Periodic Reporting for period 1 - NeurExCo (Synergizing Neural Network Theory and Combinatorial Optimization via Extension Complexity)
Okres sprawozdawczy: 2024-04-01 do 2026-03-31
In contrast, combinatorial optimization is a well-established discipline at the intersection of mathematics and computer science, dealing with classical algorithmic questions like the Shortest Path or Traveling Salesperson Problems. A powerful tool to study structural and algorithmic properties of combinatorial optimization problems is polyhedral geometry. For example, the geometric notion of extension complexity classifies how well a specific problem can be expressed and solved via an extremely successful general-purpose technique called linear programming.
Recent developments show that polyhedral theory can also be a powerful tool to achieve a better mathematical understanding of neural networks. The overall goal of this project is to significantly intensify the connection between neural networks and polyhedral theory, using the concept of extension complexity. This new symbiosis has the potential to advance both, the theoretical understanding of neural networks as well as the fundamental understanding of classical combinatorial optimization problems. On the side of neural networks, the goal is to obtain new bounds on the required size and depth to solve a given problem, serving as an explanation of why large and deep neural networks are more successful in practice. On the side of combinatorial optimization, generalized notions of extension complexity inspired by neural networks will lead to new structural and algorithmic insights to classical problems like the matching problem.

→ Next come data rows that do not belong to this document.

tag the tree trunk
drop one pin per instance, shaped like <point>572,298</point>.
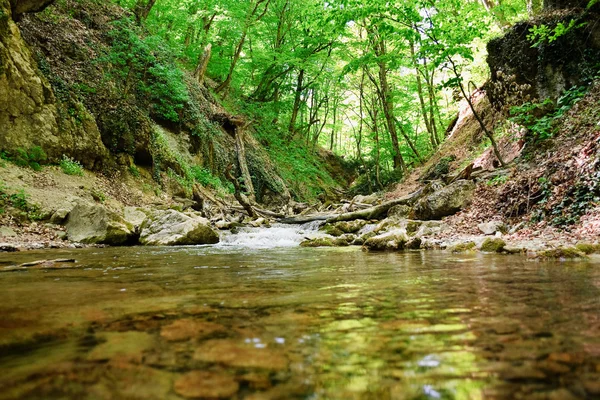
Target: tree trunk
<point>203,64</point>
<point>297,101</point>
<point>240,150</point>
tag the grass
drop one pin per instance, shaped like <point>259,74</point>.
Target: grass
<point>70,166</point>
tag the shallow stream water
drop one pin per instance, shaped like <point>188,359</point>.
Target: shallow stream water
<point>240,322</point>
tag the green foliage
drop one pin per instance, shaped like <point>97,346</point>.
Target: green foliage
<point>134,171</point>
<point>540,118</point>
<point>540,34</point>
<point>70,166</point>
<point>145,64</point>
<point>19,201</point>
<point>497,180</point>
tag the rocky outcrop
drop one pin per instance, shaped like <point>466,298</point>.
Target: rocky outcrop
<point>171,228</point>
<point>95,224</point>
<point>30,114</point>
<point>447,201</point>
<point>523,72</point>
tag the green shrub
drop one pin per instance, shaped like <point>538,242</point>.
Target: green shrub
<point>70,166</point>
<point>146,66</point>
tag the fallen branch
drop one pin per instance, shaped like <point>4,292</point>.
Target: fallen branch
<point>379,211</point>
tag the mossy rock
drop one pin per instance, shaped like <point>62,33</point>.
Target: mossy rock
<point>562,253</point>
<point>588,248</point>
<point>351,226</point>
<point>332,230</point>
<point>318,242</point>
<point>493,245</point>
<point>462,247</point>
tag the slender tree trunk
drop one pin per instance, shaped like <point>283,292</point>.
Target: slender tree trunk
<point>203,64</point>
<point>476,114</point>
<point>297,101</point>
<point>428,126</point>
<point>240,150</point>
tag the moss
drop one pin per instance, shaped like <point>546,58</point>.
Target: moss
<point>562,252</point>
<point>332,230</point>
<point>588,248</point>
<point>462,247</point>
<point>493,245</point>
<point>318,242</point>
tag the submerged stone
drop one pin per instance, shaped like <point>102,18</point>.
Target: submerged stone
<point>206,384</point>
<point>495,245</point>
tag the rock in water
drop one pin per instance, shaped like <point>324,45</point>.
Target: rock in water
<point>171,228</point>
<point>95,224</point>
<point>446,201</point>
<point>490,228</point>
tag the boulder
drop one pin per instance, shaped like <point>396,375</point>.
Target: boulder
<point>491,227</point>
<point>171,228</point>
<point>493,245</point>
<point>400,211</point>
<point>446,201</point>
<point>392,240</point>
<point>95,224</point>
<point>59,216</point>
<point>135,216</point>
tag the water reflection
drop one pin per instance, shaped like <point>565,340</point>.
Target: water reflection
<point>203,322</point>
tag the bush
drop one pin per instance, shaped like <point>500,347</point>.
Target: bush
<point>70,166</point>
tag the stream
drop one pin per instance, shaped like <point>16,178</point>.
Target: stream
<point>258,317</point>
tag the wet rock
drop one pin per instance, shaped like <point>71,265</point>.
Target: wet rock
<point>206,384</point>
<point>592,386</point>
<point>400,211</point>
<point>122,345</point>
<point>414,243</point>
<point>588,248</point>
<point>495,245</point>
<point>59,216</point>
<point>393,240</point>
<point>234,354</point>
<point>332,230</point>
<point>95,224</point>
<point>562,253</point>
<point>170,227</point>
<point>523,373</point>
<point>185,329</point>
<point>359,241</point>
<point>490,228</point>
<point>462,247</point>
<point>446,201</point>
<point>317,242</point>
<point>351,226</point>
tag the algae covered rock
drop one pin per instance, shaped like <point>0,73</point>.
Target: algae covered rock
<point>446,201</point>
<point>95,224</point>
<point>491,227</point>
<point>495,245</point>
<point>392,240</point>
<point>562,253</point>
<point>318,242</point>
<point>463,247</point>
<point>171,228</point>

Subproject A: This subproject is closest to the original proposal and the actual core theme of the project. We investigated to what extent the extension complexity, which has previously been used to prove limits of linear programming, can also be used to prove limits of neural networks and therefore modern AI. As this seems to be a challenging task for general neural networks, we also investigated monotone neural networks, that is neural networks which are not allowed to subtract. For monotone neural networks, the task to prove lower bounds via extension complexity seemed to be more promising. We furthermore aimed towards generalizing the notion of extension complexity such that, on one hand, it still has a meaningful interpretation within combinatorial optimization, and, on the other hand, also has the strength to lower-bound general (non-monotone) neural networks.
Subproject B: This second subproject is focused on a more technical and geometric question. In the course of the research related to Subproject A, it became apparent that, mathematically, subtraction makes neural networks very powerful. Without subtraction, a neural network would always represent a convex piecewise linear function, while subtraction provides the power to represent non-convex functions. Consequently, in Subproject B, we investigated the relation of convex and non-convex piecewise linear functions. It has been well-known before that every non-convex piecewise linear function can be represented as a difference of two convex onces, but it remained an open question, how much the complexity of the considered functions might increase in doing so.
Subproject A: The related preprint can be found here: Hertrich, Christoph, and Georg Loho. "Neural Networks and (Virtual) Extended Formulations." arXiv preprint arXiv:2411.03006 (2024). https://arxiv.org/abs/2411.03006(odnośnik otworzy się w nowym oknie).
As a result of this subproject, we were able to prove that lower bounds on the extension complexity can in fact easily be transfered to monotone neural networks. Moreover, we introduced a new geometric measure for polytopes, the virtual extension complexity, as a generalization of the ordinary extension complexity, and showed that this quantity is capable of lower-bounding general neural networks. This quantity is of general interest not only because it helps to understand neural networks as a modern computing technology, but also independently in combinatorial optimization, where we showed that a low virtual extension complexity implies that one can efficiently optimize over the corresponding polytope.
Subproject B: The related preprint can be found here: Brandenburg, Marie-Charlotte, Moritz Grillo, and Christoph Hertrich. "Decomposition Polyhedra of Piecewise Linear Functions." arXiv preprint arXiv:2410.04907 (2024). https://arxiv.org/abs/2410.04907(odnośnik otworzy się w nowym oknie). Accepted to International Conference on Learning Representations 2025.
As a result of this subproject, we gave a polyhedral characterization of the set of possible representations of a non-convex piecewise linear function as a difference of two convex such functions. These descriptions have impact both on the theory of optimization and neural networks.
Both subprojects are purely focused on scientific, theoretical impact, but target multiple communities in mathematics and computer science, from machine learning via polyhedral geometry to optimization. Since both projects also open up multiple follow-up questions that are relevant in these communities, we expect our results to have long-lasting scientific impact not only within the communities, but also towards the mission to intensify bridges between the communities.